Next, it is defined a Polish space \(({\mathcal{M}},d)\), and \({\mathcal{P}}_p\) (\(p\in [1,\infty )\)) the collection of all probability measures on \(\mathcal{M}\) with finite moment \(p\). Then the \(p\)-Wasserstein distance between two probability measures \(\mu \) and \(\nu \) in \({\mathcal{P}}_p ({\mathcal{M}})\) can be denoted by \(W_p(\mu ,\nu )\). Introduce the Wasserstein space \({\mathcal{P}}_2 ({\mathcal{M}})\) which is the space of probability measures having a finite moment of order 2 and it will always be equipped with the quadratic Wasserstein distance \(W_2\).
The above stated system (1) possesses some energy given by the equality: \[ {\mathcal{E}} (f_{\varepsilon }(t)) = (1/2)\int\limits_{\mathbb{T}^d\times\mathbb{R}^d} f_{\varepsilon }|v|^2dvdx + (\varepsilon^2/2) \int\limits_{\mathbb{T}^d} |\nabla_xU_{\varepsilon }|^2dx . \] Here the authors discuss the behavior of the rescaled Vlasov-Poisson system (1) in asymptotic frame, i.e., there exists some limit (quasineutral limit) as \(\varepsilon\to 0\). It is observed that if \(f_{\varepsilon }\to f\) and \(U_{\varepsilon }\to U\) in (1) as \(\varepsilon\to 0\) (\(f,U\) some limit functions), then the limit of the system under consideration is \[ \begin{aligned} \partial_tf+v\cdot \nabla_xf+ E\cdot\nabla_vf = 0, \\ E = - \nabla_xU, \\ \int\limits_{\mathbb{R}^d}fdv = 1, \\ f|_{t=0}=f_{0}\geq 0, \;\;\int\limits_{\mathbb{T}^d\times\mathbb{R}^d} f_{0}dxdv = 1, \end{aligned}\tag{2} \] and the total energy of the system reduces to the kinetic part of \({\mathcal{E}}(f(t))= (1/2)\int\limits_{\mathbb{T}^{d}\times\mathbb{R}^{d}} f|v|^2dvdx\).

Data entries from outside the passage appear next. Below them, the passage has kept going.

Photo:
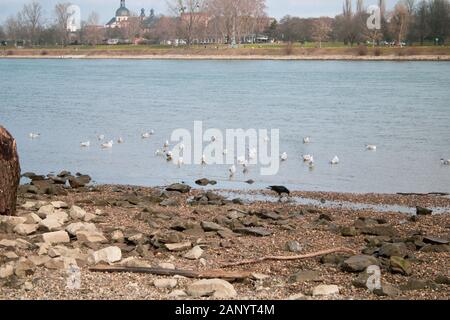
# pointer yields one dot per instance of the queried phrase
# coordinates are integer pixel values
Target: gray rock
(254, 231)
(211, 226)
(24, 267)
(415, 284)
(387, 290)
(165, 283)
(293, 246)
(304, 276)
(6, 270)
(50, 224)
(216, 288)
(74, 228)
(325, 290)
(349, 232)
(359, 263)
(436, 248)
(91, 237)
(398, 249)
(77, 213)
(179, 187)
(108, 255)
(400, 265)
(194, 254)
(435, 240)
(182, 246)
(25, 229)
(56, 237)
(421, 211)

It is assumed that there is a function \(\varphi : (0, 1]\to \mathbb{R}^{+}\) with \(\text{lim}_{\varepsilon\to 0} \varphi (\varepsilon ) = 0\) and constants \(\gamma \), \(\delta_0 \), \(C_0>0\). The authors consider a sequence \(\{f_{0,\varepsilon }\}\) of non-negative initial data in \(L^1\) for the above stated system (1) such that \(\forall \varepsilon \in (0, 1)\) the following assumptions hold: (i) \(\|f_{0,\varepsilon }\|_{\infty }\leq C_0\), \({\mathcal{E}}(f_{0,\varepsilon })\leq C_0\); (ii) The initial data are compactly supported in velocity with \(f_{0,\varepsilon }(x,v)=0\), \(|v|>1/\varepsilon^{\gamma }\); (iii) It is assumed the existence of the decomposition \(f_{0,\varepsilon }=g_{0,\varepsilon }+ h_{0,\varepsilon }\), where \(\{g_{0,\varepsilon }\}\) is a sequence of continuous functions with uniform compact support in \(v\) satisfying some rate estimate and admitting a limit \(g_0\) in the sense of distributions; \(\{h_{0,\varepsilon} \}\) is a sequence of functions satisfying \(W_2(f_{0,\varepsilon },g_{0,\varepsilon })= \varphi (\varepsilon)\) for all \(\varepsilon > 0\).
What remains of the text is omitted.